Jurisprudentie
BG3916
Datum uitspraak2008-09-05
Datum gepubliceerd2008-11-11
RechtsgebiedSociale zekerheid
Soort ProcedureHoger beroep
Instantie naamCentrale Raad van Beroep
Zaaknummers07/3196 WVG
Statusgepubliceerd
Datum gepubliceerd2008-11-11
RechtsgebiedSociale zekerheid
Soort ProcedureHoger beroep
Instantie naamCentrale Raad van Beroep
Zaaknummers07/3196 WVG
Statusgepubliceerd
Indicatie
Kosten rechtsbijstand; door derde beroepsmatig verleende rechtsbijstand; familierelatie.
Uitspraak
P R O C E S V E R B A AL
Van de mondelinge uitspraak ter openbare zitting op 5 september 2008
CENTRALE RAAD VAN BEROEP
Enkelvoudige kamer
Datum: 5 september 2008
Aanvang: 10:50 uur
Zitting heeft: M.I. ’t Hooft.
Griffier: C. de Blaeij.
4e Zaak, reg.nr.: 07/3196 WVG
Inzake: [appellant] namens wijlen [betrokkene], geboren op 8 april 1943, wonende te Schijndel, appellant in hoger beroep tegen de uitspraak van de rechtbank ’s-Hertogenbosch van 11 april 2007, 06/3640 WVG (hierna: aangevallen uitspraak), vertegenwoordigd door P.A. van de Ven en bijgestaan door [dochter appellant], dochter van appellant,
tegen
het College van burgemeester en wethouders van de gemeente Schijndel (hierna: College).
Het College heeft - met bericht van verhindering - zich niet laten vertegenwoordigen.

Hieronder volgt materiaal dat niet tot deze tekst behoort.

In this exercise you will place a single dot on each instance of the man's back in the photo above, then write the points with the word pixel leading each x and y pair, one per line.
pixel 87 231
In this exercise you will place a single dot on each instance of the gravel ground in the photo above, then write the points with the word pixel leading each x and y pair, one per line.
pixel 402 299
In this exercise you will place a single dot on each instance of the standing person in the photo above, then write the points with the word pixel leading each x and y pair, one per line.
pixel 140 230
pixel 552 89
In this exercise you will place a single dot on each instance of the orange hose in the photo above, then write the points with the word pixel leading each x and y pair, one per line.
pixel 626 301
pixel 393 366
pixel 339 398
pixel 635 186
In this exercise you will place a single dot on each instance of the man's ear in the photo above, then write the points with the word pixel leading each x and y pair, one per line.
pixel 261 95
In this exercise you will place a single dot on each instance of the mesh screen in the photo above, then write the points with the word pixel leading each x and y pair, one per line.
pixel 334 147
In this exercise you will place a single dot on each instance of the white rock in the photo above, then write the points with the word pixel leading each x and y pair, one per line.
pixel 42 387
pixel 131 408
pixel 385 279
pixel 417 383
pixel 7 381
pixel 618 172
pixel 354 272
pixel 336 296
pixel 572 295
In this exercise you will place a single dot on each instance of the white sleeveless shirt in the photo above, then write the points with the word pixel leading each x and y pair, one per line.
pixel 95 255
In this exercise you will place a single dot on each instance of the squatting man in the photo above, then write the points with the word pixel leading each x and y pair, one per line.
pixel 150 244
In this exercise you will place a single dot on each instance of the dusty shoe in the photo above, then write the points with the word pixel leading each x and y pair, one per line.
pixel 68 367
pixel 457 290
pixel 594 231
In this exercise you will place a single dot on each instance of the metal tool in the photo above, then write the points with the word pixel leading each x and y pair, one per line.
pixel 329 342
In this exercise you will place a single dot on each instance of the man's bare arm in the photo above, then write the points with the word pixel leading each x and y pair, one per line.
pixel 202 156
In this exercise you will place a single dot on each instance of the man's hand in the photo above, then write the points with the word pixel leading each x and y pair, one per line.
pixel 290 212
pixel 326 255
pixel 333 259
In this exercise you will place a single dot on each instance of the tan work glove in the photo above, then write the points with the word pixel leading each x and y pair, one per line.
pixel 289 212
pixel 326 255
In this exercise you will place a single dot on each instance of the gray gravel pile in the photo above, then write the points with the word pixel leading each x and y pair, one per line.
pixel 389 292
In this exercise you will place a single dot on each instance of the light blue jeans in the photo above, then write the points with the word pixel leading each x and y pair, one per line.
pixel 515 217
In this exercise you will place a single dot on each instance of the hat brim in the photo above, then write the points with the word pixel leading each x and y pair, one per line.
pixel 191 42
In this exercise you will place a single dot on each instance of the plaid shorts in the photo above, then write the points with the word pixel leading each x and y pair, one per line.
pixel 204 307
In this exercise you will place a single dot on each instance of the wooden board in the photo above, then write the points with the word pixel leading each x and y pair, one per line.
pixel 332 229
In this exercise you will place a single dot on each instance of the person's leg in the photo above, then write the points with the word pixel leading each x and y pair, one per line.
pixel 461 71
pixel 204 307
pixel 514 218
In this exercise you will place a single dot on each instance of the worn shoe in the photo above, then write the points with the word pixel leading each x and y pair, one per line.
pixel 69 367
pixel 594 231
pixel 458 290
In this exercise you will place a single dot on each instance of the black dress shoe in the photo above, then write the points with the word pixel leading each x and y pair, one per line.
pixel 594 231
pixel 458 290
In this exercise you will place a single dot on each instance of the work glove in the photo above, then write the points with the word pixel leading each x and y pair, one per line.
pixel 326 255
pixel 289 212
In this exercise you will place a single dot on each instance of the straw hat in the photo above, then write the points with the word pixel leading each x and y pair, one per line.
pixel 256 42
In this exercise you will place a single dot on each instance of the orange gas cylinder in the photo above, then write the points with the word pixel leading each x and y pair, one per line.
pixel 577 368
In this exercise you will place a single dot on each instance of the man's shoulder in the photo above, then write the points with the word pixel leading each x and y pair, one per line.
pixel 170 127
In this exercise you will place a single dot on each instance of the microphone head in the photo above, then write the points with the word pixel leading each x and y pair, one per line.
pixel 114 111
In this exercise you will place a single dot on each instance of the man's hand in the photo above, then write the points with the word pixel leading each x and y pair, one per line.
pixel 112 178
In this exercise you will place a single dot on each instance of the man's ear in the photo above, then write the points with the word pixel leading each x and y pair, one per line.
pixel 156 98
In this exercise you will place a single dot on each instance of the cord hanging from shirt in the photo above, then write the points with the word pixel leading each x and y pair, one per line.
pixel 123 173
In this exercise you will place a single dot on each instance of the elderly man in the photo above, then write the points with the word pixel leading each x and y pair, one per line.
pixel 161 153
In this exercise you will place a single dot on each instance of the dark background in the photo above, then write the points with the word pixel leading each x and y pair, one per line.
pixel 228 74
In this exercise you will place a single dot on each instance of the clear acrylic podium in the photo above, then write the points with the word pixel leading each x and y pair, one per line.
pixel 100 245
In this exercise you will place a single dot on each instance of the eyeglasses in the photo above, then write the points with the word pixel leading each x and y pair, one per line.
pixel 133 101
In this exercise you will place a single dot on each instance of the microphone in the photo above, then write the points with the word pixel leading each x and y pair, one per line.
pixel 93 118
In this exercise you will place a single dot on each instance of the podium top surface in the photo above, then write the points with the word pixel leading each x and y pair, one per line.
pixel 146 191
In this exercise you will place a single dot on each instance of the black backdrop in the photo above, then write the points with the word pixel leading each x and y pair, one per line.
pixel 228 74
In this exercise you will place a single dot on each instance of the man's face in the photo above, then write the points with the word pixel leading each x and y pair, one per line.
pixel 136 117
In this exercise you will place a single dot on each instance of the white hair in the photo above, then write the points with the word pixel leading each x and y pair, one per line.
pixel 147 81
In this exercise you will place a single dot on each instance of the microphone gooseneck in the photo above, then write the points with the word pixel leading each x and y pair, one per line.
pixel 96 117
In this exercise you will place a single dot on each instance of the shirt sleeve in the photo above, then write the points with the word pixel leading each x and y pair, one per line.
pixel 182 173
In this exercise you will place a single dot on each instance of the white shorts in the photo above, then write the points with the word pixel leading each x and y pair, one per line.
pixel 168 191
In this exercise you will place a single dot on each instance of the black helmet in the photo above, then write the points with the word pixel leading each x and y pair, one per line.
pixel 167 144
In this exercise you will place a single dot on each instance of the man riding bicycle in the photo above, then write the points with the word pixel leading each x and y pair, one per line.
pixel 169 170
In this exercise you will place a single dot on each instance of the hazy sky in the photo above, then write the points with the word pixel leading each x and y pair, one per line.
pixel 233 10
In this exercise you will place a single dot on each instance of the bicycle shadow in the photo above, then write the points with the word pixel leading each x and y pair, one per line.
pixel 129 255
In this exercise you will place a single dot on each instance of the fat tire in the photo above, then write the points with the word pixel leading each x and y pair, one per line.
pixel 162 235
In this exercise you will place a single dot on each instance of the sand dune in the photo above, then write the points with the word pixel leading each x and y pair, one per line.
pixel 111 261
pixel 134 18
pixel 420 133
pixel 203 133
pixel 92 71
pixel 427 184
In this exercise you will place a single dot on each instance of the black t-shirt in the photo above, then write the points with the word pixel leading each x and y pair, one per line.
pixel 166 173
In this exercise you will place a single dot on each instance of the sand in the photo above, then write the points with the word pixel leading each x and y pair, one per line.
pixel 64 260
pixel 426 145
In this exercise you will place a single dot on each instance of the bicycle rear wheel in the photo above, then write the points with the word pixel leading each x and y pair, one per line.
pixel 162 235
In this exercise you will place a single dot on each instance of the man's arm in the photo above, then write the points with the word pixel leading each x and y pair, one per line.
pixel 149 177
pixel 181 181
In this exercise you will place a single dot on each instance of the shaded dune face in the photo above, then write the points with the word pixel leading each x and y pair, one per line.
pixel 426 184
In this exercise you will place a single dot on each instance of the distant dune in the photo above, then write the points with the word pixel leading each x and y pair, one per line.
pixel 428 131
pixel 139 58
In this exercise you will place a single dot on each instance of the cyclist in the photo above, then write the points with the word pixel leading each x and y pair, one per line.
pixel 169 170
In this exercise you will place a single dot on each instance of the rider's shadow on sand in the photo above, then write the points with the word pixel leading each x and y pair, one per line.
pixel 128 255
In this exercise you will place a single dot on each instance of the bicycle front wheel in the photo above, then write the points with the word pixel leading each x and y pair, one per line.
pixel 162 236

Niet in geschil is dat de rechtsbijstand in de bezwaarfase is verzorgd door de dochter van wijlen [betrokkene], [dochter appellant]. De rechtbank heeft geoordeeld dat er, gelet daarop, geen sprake is van door een derde beroepsmatig verleende rechtsbijstand in de zin van artikel 1, sub a, van het Besluit proceskosten bestuursrecht. Gelet op ’s Raads jurisprudentie (bijvoorbeeld CRvB 5 februari 2008, LJN: BC3983 en CRvB 16 juni 2006, LJN: AX9009) is van door een derde beroepsmatig verleende rechtsbijstand in de zin van die bepaling geen sprake als tussen degene aan wie de rechtsbijstand wordt verleend en de rechtsbijstandverlener een nauwe familierelatie bestaat zoals hier het geval is. Gelet daarop moet in het kader van de hier van toepassing zijnde regelgeving de door de dochter aan haar moeder verleende rechtshulp geacht worden (overwegend) te zijn gebaseerd op ondersteuning voortvloeiend uit het rechtsfeit van de aanwezige nauwe familierelatie. Daaraan doet - derhalve - niet af dat door de dochter in overige procedures voor klanten verrichte rechtshulp (mogelijk) wel als beroepsmatig verleende rechtsbijstand wordt of kan worden aangemerkt.
De voorzitter sluit het onderzoek.
Waarvan proces-verbaal.
Utrecht, 5 september 2008
De plv. griffier de fungerend voorzitter
C. de Blaeij M.I. ’t Hooft
Voor eensluitend afschrift
De griffier van de Centrale Raad van Beroep.